Cultural Adaptation

Hi team,

I have found that great geographic upheavals take time to adapt to, but coming home has often been the greatest challenge.  When I head somewhere new, I expect to meet with difficulties.  I expect that I will not necessarily find my way and that it will take time to learn the ropes, to make friends.  Coming back to Ontario, although I have spent most of my adult life away from this place - I still somehow expect that I will easily fit back in like a missing puzzle piece.  That things will come together and more than anywhere else, I will feel a sense of belonging.  After all, this is where I am from.  These are the people I grew up with, who raised me.  This is the landscape of my youth.

I spent much of the fall wondering why I had come back to Ontario and feeling like all that I know about how life works is false in this place.  This is understandable.  I had just come back from a summer in the north-west, where although I was still in Canada, the culture is discernably different from that of Ontario.  I spent the summer in the bush, away from cars, concrete and the internet.   I arrived quite abruptly in an urban environment:   a corner house with a stream of university students walking by, bars on the window and the sound of mid-week parties echoing down the street.

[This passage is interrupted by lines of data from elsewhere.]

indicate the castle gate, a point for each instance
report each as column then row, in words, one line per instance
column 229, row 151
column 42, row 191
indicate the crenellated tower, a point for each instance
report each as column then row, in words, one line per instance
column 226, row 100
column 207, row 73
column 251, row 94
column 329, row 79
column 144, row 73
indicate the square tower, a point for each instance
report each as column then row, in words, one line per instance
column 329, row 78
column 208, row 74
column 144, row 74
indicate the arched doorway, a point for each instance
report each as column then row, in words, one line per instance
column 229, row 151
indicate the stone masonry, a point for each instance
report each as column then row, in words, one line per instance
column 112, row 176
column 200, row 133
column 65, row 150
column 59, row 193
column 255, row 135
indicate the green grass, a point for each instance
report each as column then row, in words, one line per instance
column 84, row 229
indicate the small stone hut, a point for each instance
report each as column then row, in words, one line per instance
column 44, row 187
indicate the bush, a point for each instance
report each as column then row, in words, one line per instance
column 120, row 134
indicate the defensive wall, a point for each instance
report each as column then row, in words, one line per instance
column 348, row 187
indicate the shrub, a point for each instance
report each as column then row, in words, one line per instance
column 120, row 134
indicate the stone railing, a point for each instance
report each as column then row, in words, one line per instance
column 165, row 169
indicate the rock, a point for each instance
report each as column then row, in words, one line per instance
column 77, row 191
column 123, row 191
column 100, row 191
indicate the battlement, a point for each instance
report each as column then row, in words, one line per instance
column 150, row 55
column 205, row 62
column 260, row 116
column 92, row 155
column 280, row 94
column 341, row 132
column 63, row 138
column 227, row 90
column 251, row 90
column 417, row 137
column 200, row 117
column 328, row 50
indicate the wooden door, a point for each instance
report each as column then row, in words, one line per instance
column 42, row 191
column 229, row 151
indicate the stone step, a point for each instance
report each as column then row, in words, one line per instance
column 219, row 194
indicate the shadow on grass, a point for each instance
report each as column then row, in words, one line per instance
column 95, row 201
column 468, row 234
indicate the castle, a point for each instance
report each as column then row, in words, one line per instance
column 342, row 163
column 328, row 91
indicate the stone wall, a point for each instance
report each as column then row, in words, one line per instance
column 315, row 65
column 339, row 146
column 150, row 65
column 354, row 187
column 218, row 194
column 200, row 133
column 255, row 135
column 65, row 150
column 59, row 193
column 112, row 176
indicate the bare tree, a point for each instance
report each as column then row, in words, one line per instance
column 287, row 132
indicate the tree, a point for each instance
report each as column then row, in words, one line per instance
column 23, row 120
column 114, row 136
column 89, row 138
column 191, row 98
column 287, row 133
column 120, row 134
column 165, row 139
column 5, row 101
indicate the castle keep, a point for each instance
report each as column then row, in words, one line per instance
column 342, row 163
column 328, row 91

Intellectually, it makes sense that I would go through some culture shock upon my arrival in Kingston.  Nonetheless, I think that feeling out of place in my home town is much harder than feeling out of place in a foreign country.  Its difficult to describe this experience but it is something like walking around in a strange dream where everything seems wrong but everyone is acting like all is as it should be.

Despite battles in my head and heart I took some tangible steps like paying rent and having a studio space for music.  I bought my very first car and I realized that I was two thirds of my way through this list I compiled while in Norway last winter of 'life goals'.

In some ways it seems like a funny list but it does represent what I felt was lacking as I bounced around the world.  It also explains how I came to find myself paying rent and buying a car in Ontario.

This is the view from my music room with a stain glass of my cabin in the Yukon hanging in front of the bars on my window.  

I turned 35 this fall and moved into my new space with no furniture.  It is my first time having a place of my own since I moved out of my cabin up north a few years ago.  It made me laugh to think that this is what my adult life looks like.

 Many things have come together since I landed here in September.  I attended the Folk Music Ontario conference in October and received the 'Songs from the Heart' Award in the political category for my song "Sing it to the Hills".  What an honour to be showcased along side the writers who won in the other categories.  It was a fabulous weekend over all of making musical friends and reconnecting with the Ontario folk music community.  

 I played some gigs in the fall including  a double-bill here in Kingston with my pal Ali McCormick.  I've got some gigs lined up for this winter with other musical friends including Christine Graves, Ian Tamblyn, James Stephens, Emilyn Stamm and Paul Clifford.  Partly why I was excited to spend time in Ontario was for the opportunity to play with folks down here and I'm looking forward to playing shows with these folks and building new musical relationships.  

 I've been writing up a storm these past couple of months.  Its been great to have some routine and a quiet work space for this.  I'm going to be recording an album this winter with James Stephens as producer.  It will be my first time recording outside of the Yukon, and I'm excited to work with James.  I will be launching a kickstarter campaign soon to raise funds for the project, keep your eyes peeled!  This will be my 3rd solo album of original material.  

And so, it has been a great adventure thus far of learning how to stay in one geographic space for many months at a time. This has felt more terrifying to me than waking up with a grizzly bear at my tent but I am stronger and braver for it.   

I wonder what I'll write to you about next.  Likely: many things that I am grateful for as that has been my  focus of late.